Nesse contexto, cabe destacar que a Constituição Federal de 1988 garante que é responsabilidade do Estado fornecer educação aos cidadãos e prepará-los para o convívio social. Nesse viés, a escola é o órgão que visa efetivar esse compromisso. Desse modo, é um papel governamental criar medidas para tratar os distúrbios comportamentais entre os discentes. No entanto, o bullying é um entrave social evidente nas instituições de ensino, de maneira que se manifesta em casos de preconceito, exclusão e agressões físicas e verbais a um determinado indivíduo. Segundo Aristóteles, cabe ao governo estabelecer o equilíbrio dentro da sociedade por meio da justiça. Logo, a prevenção do bullying é fundamental em todas as escolas públicas e privadas.
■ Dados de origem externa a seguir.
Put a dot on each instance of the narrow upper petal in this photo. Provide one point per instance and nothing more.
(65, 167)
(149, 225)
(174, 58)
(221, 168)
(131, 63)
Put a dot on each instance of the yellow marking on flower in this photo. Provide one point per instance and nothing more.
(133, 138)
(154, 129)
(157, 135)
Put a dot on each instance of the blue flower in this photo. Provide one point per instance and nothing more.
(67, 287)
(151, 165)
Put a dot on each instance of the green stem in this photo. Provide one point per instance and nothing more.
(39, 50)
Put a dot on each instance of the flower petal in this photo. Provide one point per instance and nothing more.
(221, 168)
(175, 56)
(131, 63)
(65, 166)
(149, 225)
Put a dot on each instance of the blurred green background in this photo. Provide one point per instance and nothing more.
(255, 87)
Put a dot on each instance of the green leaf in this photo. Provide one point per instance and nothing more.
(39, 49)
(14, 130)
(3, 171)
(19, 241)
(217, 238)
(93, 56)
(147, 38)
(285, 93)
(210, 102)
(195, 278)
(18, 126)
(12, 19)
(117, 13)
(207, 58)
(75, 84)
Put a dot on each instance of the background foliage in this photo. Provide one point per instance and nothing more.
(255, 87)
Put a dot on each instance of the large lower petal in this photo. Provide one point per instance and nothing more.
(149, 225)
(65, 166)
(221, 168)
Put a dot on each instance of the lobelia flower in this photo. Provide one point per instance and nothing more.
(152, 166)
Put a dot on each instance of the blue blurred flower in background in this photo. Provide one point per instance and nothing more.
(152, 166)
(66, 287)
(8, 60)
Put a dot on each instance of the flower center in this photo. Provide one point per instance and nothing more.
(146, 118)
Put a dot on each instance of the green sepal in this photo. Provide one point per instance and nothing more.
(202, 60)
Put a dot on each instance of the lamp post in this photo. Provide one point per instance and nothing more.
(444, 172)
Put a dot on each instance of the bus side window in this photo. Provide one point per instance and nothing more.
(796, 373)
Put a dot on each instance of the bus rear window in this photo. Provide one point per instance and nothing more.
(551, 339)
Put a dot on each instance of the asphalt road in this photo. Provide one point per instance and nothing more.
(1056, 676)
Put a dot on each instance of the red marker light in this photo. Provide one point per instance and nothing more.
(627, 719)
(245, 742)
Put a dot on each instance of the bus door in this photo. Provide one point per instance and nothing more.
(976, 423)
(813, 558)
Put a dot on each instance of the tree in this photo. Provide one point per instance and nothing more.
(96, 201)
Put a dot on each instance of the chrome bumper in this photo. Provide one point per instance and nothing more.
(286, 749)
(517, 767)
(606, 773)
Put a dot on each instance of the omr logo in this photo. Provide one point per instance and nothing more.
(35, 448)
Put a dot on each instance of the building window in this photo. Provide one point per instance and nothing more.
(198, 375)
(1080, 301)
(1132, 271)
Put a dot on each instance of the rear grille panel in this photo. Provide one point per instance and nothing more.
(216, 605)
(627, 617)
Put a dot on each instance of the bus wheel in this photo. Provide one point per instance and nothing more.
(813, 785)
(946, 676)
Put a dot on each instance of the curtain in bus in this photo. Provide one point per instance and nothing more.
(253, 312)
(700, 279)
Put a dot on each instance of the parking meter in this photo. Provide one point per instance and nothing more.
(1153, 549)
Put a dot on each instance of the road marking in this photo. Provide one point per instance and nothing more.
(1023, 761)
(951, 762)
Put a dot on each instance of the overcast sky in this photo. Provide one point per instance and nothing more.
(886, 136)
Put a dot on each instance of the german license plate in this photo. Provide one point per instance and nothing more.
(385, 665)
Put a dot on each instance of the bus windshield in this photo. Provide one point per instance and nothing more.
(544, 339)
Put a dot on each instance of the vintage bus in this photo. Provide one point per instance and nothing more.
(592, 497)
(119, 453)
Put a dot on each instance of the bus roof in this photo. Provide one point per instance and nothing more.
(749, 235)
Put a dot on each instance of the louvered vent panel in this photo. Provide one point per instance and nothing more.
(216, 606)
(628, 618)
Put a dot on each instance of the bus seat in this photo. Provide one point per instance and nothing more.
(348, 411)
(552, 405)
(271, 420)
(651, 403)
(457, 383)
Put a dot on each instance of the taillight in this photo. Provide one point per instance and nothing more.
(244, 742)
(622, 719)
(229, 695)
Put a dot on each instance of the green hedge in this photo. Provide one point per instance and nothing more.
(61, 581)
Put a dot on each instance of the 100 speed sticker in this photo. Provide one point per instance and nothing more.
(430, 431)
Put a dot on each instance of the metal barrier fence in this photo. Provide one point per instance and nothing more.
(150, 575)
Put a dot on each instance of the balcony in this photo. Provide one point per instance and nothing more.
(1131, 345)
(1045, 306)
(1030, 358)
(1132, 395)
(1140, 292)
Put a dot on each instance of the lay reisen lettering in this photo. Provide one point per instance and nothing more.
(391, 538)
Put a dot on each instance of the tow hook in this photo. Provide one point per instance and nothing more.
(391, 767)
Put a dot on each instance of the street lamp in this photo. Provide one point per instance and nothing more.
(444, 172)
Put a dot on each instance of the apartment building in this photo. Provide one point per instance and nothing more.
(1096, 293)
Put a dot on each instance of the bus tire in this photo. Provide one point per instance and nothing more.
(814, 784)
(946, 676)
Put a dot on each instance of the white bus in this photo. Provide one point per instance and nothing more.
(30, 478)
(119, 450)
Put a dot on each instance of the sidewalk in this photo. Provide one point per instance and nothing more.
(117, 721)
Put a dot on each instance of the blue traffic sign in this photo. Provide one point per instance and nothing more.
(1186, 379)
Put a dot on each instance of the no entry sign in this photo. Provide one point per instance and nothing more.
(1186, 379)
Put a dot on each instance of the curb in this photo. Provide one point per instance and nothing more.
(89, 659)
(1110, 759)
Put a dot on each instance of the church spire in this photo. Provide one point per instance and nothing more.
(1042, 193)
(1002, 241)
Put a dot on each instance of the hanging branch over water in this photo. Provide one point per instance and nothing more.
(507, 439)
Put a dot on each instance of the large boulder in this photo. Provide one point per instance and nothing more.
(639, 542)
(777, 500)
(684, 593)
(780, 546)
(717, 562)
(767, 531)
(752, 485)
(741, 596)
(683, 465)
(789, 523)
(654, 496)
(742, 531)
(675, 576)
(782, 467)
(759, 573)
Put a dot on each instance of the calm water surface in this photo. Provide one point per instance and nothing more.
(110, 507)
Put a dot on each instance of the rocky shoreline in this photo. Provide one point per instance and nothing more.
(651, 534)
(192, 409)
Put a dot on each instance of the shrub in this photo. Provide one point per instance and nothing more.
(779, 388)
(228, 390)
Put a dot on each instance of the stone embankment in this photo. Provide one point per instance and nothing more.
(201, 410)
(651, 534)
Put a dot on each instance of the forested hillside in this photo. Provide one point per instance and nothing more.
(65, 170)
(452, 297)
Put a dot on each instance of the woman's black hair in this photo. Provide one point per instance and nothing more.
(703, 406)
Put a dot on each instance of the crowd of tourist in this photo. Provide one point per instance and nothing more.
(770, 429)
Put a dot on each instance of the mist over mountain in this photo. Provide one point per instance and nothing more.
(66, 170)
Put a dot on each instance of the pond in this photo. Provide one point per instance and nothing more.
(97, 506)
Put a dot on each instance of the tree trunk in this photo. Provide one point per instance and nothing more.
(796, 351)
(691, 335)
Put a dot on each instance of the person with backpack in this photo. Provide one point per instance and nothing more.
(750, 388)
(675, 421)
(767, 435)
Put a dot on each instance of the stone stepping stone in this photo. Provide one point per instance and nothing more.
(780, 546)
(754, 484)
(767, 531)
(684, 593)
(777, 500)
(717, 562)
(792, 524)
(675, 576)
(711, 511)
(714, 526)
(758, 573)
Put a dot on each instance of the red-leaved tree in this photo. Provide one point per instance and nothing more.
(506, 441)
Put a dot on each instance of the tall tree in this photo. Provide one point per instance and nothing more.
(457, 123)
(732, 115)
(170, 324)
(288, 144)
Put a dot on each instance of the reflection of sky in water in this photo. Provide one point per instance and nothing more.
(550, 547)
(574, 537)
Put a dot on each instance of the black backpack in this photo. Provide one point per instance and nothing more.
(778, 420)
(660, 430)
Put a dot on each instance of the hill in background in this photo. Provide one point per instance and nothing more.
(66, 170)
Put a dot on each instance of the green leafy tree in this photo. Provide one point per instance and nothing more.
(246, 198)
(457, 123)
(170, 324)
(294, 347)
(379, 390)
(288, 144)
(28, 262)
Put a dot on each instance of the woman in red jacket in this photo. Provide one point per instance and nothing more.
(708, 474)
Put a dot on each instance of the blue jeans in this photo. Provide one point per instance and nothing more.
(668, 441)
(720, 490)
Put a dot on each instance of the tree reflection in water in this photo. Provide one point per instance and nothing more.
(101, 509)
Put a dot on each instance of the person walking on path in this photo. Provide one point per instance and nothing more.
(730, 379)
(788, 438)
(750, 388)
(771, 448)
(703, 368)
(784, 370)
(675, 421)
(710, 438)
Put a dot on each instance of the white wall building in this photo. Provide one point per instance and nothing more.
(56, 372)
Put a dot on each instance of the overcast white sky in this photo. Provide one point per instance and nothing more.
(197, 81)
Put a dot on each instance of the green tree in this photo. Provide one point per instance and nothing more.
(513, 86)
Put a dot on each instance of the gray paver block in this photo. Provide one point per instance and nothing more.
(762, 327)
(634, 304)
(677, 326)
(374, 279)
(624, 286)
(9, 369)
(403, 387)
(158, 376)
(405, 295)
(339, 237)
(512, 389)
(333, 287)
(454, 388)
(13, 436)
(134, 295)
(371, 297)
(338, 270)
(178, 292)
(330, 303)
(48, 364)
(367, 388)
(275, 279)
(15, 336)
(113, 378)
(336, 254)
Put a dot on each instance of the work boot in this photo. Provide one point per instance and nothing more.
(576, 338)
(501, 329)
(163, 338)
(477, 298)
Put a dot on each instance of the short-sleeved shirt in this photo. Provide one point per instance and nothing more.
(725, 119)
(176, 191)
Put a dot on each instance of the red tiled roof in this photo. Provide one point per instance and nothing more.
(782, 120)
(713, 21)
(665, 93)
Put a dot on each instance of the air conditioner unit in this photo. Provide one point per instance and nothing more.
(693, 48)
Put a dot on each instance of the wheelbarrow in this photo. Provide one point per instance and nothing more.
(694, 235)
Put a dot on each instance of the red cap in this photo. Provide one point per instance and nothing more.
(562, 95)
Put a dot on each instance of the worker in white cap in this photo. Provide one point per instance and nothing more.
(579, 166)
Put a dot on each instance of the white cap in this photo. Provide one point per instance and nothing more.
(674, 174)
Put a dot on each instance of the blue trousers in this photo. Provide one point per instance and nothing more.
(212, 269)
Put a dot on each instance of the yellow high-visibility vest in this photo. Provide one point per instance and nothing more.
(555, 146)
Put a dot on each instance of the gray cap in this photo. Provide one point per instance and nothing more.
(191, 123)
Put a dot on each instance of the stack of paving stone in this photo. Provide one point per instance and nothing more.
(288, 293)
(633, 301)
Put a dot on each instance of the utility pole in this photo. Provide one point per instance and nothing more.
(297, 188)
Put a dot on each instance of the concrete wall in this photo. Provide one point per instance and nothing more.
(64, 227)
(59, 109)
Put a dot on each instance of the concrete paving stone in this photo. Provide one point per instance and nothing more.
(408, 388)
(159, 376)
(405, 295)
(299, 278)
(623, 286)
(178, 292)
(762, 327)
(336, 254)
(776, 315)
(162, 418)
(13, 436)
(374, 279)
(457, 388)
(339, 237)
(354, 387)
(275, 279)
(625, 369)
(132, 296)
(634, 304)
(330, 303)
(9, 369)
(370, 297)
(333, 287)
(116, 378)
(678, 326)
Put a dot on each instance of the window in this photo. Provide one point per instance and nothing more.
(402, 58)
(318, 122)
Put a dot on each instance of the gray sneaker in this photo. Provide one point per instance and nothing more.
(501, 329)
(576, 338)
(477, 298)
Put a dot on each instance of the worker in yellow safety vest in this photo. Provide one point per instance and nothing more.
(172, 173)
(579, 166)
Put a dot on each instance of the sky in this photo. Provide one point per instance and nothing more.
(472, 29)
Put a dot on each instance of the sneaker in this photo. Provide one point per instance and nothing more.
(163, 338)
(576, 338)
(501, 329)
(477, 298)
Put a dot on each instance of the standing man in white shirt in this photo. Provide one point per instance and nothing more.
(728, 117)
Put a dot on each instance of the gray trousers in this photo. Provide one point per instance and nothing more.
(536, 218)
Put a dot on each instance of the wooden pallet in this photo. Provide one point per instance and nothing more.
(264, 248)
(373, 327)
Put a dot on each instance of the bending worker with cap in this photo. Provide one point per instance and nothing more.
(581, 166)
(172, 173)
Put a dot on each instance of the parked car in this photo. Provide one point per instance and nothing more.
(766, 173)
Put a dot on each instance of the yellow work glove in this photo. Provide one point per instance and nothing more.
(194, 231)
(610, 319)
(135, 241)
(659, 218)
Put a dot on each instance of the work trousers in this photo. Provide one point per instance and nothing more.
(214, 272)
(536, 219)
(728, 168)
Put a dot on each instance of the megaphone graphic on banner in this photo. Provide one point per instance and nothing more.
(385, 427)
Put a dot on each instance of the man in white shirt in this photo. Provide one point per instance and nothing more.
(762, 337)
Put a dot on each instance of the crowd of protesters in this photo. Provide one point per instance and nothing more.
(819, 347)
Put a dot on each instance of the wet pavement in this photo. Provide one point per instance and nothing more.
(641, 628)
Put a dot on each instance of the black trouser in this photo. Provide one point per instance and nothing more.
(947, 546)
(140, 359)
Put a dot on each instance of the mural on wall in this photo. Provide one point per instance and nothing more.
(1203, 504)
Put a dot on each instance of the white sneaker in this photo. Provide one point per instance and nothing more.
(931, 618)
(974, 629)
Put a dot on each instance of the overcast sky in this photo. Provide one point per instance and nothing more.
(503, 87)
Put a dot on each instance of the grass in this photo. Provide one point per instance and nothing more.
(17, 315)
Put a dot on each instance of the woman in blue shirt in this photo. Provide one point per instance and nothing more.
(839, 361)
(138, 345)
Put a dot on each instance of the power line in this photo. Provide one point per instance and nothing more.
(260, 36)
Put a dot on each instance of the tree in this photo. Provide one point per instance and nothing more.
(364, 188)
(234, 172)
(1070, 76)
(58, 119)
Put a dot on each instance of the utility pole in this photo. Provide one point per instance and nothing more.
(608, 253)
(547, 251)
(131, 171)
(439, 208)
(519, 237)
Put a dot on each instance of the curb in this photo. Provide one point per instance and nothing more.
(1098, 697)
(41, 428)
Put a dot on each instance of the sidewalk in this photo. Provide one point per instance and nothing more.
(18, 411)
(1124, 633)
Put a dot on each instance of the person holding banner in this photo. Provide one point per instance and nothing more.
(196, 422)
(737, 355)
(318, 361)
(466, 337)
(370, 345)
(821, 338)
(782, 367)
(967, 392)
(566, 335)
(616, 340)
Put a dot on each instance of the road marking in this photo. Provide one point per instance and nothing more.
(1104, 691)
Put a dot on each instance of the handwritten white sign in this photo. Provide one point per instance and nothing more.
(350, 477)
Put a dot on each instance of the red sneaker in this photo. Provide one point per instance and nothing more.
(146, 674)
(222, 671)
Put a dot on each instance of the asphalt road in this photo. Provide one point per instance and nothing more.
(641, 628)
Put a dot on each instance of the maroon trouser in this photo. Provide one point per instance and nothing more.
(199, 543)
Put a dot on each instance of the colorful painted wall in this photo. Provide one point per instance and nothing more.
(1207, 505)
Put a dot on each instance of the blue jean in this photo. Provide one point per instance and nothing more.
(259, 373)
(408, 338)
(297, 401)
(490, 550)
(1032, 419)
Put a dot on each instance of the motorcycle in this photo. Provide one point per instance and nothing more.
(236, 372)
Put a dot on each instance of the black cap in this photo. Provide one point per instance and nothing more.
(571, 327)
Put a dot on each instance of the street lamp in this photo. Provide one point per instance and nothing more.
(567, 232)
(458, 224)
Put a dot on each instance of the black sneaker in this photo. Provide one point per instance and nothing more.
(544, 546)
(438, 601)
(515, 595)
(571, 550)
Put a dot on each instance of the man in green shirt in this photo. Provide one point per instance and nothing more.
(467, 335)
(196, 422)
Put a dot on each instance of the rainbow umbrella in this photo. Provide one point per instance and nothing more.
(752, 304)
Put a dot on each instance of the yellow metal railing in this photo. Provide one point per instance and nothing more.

A posteriori, outro fator que corrobora o impasse é a influência parental dos indivíduos, já que o comportamento é moldado desde a infância. Diante disso, o ato do bullying é um resultado de diversas questões sociais desarmônicas. Conforme Talcott Parsons, “ as famílias são máquinas que reproduzem personalidades humanas”, ou seja as práticas de violência escolar são ocasionadas devido à semelhança do núcleo responsável, uma vez que crianças que convivem em um lar com violências -físicas ou verbais- refletem tais atos nas interações pessoais. Nessa perspectiva, um obstáculo a ser superado é a causa eminente dos que praticam o bullying com os colegas, visto que é necessário tratar as lacunas dessa prática propondo a recuperação das famílias, dos agressores e das vítimas.
Por tudo isso, é notório que existem empecilhos a serem superados perante o processo de minimizar a ocorrência e os efeitos do bullying. Assim, urge que o Governo Federal invista em recursos suficientes para tratar os problemas psicológicos desencadeados pela sociedade, de forma que financie profissionais especializados nos transtornos comportamentais. Ademais, o Poder Legislativo deve aprimorar as leis que visem a criação de políticas públicas, por meio da criação de órgãos fiscalizadores a fim de investigar as causas das agressões entre os estudantes e mitigar sua persistência entre as gerações. Quiçá, poder-se-á enxergar a reeducação social em virtude da utilização da justiça como proposto por Aristóteles.